5. The amount received by the plan is at least equal to the amount necessary to put the plan in the same cash position as it would have been if it had retained the policy and surrendered it,

6. the plan can't discriminate in favor of plan participants who are officers, shareholders or HCEs.

Hope this helps out!

Guest P A Weick
Posted

Prohibited Transaction Class Exemptions 77-8 and 92-6 allow a participant to purchase insurance on his/her life from a plan.

Posted

Going back to my original question and based on this information, is it OK to do? (see below)

Maybe I have not understood everthing said, but could the participant simply purchase the policy out of the plan. Meaning, could she come out of pocket for the cash value which would remove the policy and not create a distribution?

Posted

I still say no, she cannot purchase the policy directly from the plan. The policy must first be stripped of its cash value, ownership transferred to her by the Trustee, participant replaces the cash value personally once the policy is outside the plan.

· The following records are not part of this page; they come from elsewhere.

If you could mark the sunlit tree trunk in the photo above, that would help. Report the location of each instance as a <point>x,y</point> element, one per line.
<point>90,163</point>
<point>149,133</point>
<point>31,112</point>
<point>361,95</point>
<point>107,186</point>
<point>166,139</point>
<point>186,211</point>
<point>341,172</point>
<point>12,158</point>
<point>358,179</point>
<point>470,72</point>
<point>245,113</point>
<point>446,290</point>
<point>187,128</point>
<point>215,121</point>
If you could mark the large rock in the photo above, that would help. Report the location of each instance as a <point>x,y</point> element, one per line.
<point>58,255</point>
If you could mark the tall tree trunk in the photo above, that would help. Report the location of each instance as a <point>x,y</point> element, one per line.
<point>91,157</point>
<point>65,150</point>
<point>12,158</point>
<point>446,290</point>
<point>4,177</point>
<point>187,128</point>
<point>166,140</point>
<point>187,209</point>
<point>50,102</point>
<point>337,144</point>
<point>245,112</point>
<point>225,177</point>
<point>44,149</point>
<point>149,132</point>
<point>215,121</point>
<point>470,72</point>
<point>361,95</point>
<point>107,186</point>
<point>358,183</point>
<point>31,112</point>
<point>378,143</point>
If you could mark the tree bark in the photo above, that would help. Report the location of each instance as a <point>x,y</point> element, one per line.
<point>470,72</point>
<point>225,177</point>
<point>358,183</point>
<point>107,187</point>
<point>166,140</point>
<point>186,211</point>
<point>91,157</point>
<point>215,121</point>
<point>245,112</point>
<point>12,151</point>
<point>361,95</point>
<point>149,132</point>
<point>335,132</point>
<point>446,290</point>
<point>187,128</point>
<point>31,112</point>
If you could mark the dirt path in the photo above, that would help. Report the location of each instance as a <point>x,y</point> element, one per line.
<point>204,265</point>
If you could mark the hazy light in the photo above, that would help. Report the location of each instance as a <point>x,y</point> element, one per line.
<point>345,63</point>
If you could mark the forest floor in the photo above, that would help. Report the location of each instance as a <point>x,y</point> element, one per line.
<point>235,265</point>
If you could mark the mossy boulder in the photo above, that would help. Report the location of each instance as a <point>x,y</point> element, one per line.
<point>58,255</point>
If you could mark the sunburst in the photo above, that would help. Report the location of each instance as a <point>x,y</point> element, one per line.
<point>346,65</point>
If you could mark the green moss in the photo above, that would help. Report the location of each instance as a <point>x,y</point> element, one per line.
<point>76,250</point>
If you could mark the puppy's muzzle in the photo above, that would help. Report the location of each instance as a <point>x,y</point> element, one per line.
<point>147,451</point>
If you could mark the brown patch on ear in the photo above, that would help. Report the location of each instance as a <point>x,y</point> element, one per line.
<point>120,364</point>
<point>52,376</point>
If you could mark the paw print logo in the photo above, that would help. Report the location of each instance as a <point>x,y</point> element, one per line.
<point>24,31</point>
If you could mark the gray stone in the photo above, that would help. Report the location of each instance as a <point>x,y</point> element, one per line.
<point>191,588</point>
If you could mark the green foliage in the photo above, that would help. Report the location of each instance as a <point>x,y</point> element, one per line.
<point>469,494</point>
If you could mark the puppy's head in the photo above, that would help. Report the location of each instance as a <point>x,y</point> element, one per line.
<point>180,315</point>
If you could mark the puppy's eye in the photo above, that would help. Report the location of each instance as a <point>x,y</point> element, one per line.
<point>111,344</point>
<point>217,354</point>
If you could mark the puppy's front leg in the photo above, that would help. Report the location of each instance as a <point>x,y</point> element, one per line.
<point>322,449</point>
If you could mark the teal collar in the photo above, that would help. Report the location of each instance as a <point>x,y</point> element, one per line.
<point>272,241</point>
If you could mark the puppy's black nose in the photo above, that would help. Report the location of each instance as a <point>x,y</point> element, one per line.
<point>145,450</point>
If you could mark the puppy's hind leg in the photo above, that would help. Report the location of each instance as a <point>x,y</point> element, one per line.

My reasoning is that her monies entering the plan for the purchase would be considered "after tax" monies similar to a loan repayment. In order to maintain the tax deferred status, my opinion is that the replacement of cash value by the participant has to occur outside of the plan. Most plans do not allow after tax contributions and those that due have testing, etc.

Posted

Pre-tax, post-tax has nothing to do with it.

This is a change in investments that are available under the plan. In practice, it occurs.